Juppé aux Affaires Etrangères ... mais pas étranger aux affres
Il y a les remaniements que l'on annonce, même parfois avec plusieurs mois d'avance, ceux que l'on se retrouve obligé de faire, en général, dans l'urgence et, désormais, dans notre chère République, les "shadows-remaniements".
Souvenez-vous.
Novembre 2010, le remaniement annoncé depuis le printemps nous amène entre autre et principalement, MAM aux Affaires Etrangères. Il devait être le dernier du quinquennat pour que Sarkosi puisse disposer d'un gouvernement "fort et en ordre de bataille" en vue de la prochaine élection présidentielle.
Patatras ! Ne voila-t'il pas qu'au sein même de sa glorieuse Union Pour la Méditerrannée où Moubarak et Ben Ali avaient de beaux rôles, les populations de ces pays décident (Ah, les goujats !) de se priver des "bons" et très intéressés services de leurs dirigeants. Et pas de la manière douce. A grands coups de pieds dans le fondement !
Pour la nouvelle année, Sarkosi ouvre les cadeaux que lui a apportés Petit Papa Noël avec les étrennes en supplément. Dans un joli paquet noué d'un foulard de soie, il découvre que ce n'était pas, mais alors vraiment pas du tout, ce qu'il avait demandé. Le seul couple de son gouvernement (et de tous les précedents) allant, en famille, faire des amitiés très intéressées à un grand copain d'un de ceux qui viennent de se faire botter en touche. Et quelle botte ! Et quelle touche ! Jusqu'en Arabie Saoudite. Une botte de sept lieues, pour le moins.

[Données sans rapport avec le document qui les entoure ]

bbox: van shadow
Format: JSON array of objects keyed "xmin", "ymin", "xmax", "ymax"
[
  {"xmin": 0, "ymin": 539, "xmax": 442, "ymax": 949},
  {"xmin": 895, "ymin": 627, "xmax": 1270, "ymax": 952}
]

Voila donc, Nicolas bien ennuyé.
- Surtout que Papa et maman MAM en ont profité pour faire quelques emplettes sur lesquelles la justice tunisienne trouve des choses à redire (zones naturelles protégées, c'est bon pour les affaires mais mauvais pour l'image de marque la nouvelle démocratie),
- Surtout que son petit protégé d'ambassadeur se fait copieusement hué par ces journalistes nouvellement libéré(e)s et qui n'hésitent même pas à profiter de cette toute nouvelle et si chèrement acquise liberté. Rajoutez une petite dose de Wikileaks avec les commentaires des américains sur celui que Kadhafi appelle "mon fils" (Ah, les perfides !) et vous voila à devoir avaler un de ces cocktails que même les étudiants les plus délurés n'accepteraient pas.
- Surtout que ces sournois d'ambassadeurs écrivent des petits mots pas très doux dans la presse pour afficher leurs désaccords avec l'amateurisme ambiant affiché. Quand on met des années à nouer des liens, les voir rompus par des novices du Chateau, il y a de quoi être échaudé, même si on n'est pas un chat.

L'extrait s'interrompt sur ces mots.